— У, блядь, засигналила, — прошипел Седой.
Вдали послышались звуки топочущих, спешащих шагов. Седой метнулся к двери, и Любка увидел странную и тошнотворно-страшную картину. Часовой влетел в приоткрытую дверь, запыхавшись, широко открыв рот, он пытался что-то сказать, крикнуть, но быстрая рука Седого встретила его грудь. И рот часового открылся еще шире в беззвучном крике. Его большое тело как-то обмякло, навалившись на грудь Седого, а затем медленно сползло на пол.

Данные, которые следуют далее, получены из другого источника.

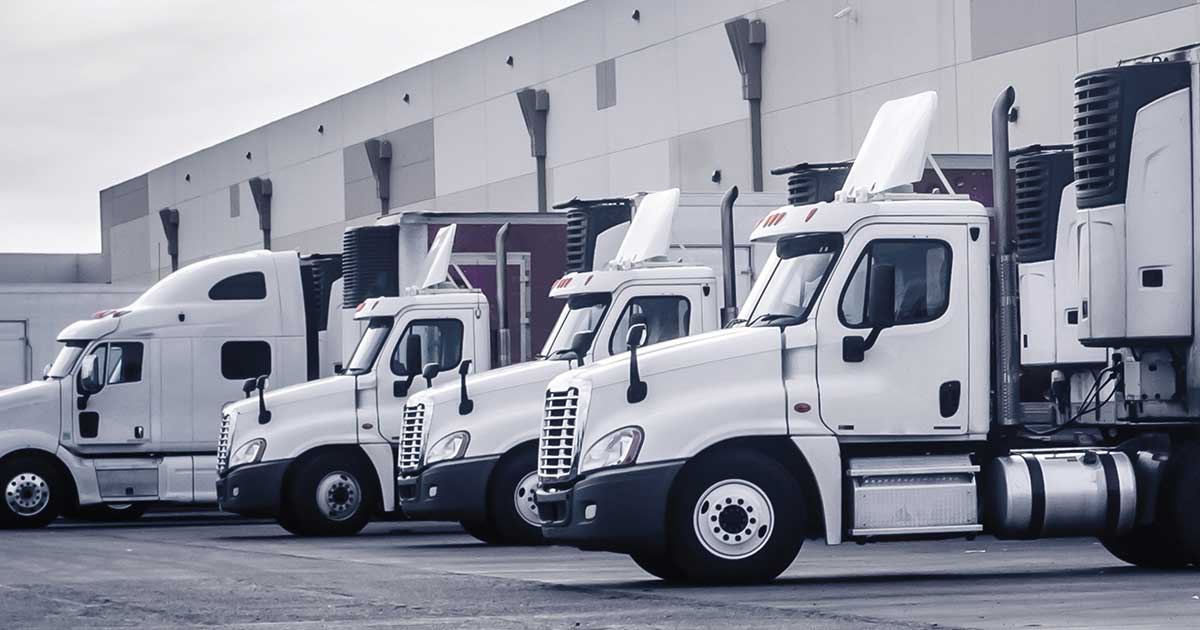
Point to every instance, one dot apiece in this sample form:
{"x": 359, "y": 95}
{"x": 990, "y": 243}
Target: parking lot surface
{"x": 208, "y": 570}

— Ну чего ты, е… на мать, стоишь — давай тару!
Любка механически подал Седому небольшой медицинского вида саквояж. Седой, открыв сейф, быстро стал выгребать и запихивать в саквояж какие-то коробочки и мешочки. Любка тупо смотрел на умиротворенное лицо часового. На его защитного цвета гимнастерке быстро расплывалось бурое пятно.
— Ну ты, пидор, с…ный, помогай, что ли!
Любка опомнился и стал лихорадочно нагружать саквояж какими-то блестящими камешками и цепочками. Через полчаса тишина воцарилась в Торгсине. В комнате № 7 коченело тело часового, и у его соломенно-желтой шевелюры, безжизненно распластавшейся на влажном паркете, сверкал забытый впопыхах рубиново-красный камень.
Так началась Любкина воровская жизнь. И он быстро приспособился к ней. Было вольготно и привольно без мыслей о завтрашнем дне, без тяжелого каждодневного труда, без этого гула одинаковых мыслей и дел, исподволь превращавших одну шестую земного шара в гигантский концентрационный лагерь.
— Эх, Любка, — любил говаривать хозяин дома, Черный или Тятя, как его часто теперь величал Любка. — Ну что бы ты была без нас? Крестьянка, колхозница — в лучшем случае. Но я думаю, что у бабки твоей своя корова была, да лошаденка. Так ведь? А это значит — кулачка она, да и ты вместе с нею. И не сгори твое село, выслали бы тебя «товарищи» в Сибирь или в Казахстан на голодный паек, а то и прикончили бы на месте со всеми твоими родственниками. Я ведь, Петя, ну, ну ладно, Люба, — я ведь тоже труд люблю да оседлую жизнь, без крови и грязи этой. Но труд-то свободным должен быть. А ты гляди — честные фраера вкалывают, а кому весь навар достается? Новой банде, что себя коммунистами называет. Старая власть была — что пиявки, пососут кровь да отвалятся. А новые — что удав ненасытный чем больше ему даешь, тем больше он силы набирает и тем туже тебя давит … Ты, Любка, в лагере будешь, так сам поймешь, что к чему. А пока радуйся, что ты на этой греховной стезе, с ворами, ибо любой открытый грех — лучше, чем кровопийство, прикрытое законами и людской трусостью!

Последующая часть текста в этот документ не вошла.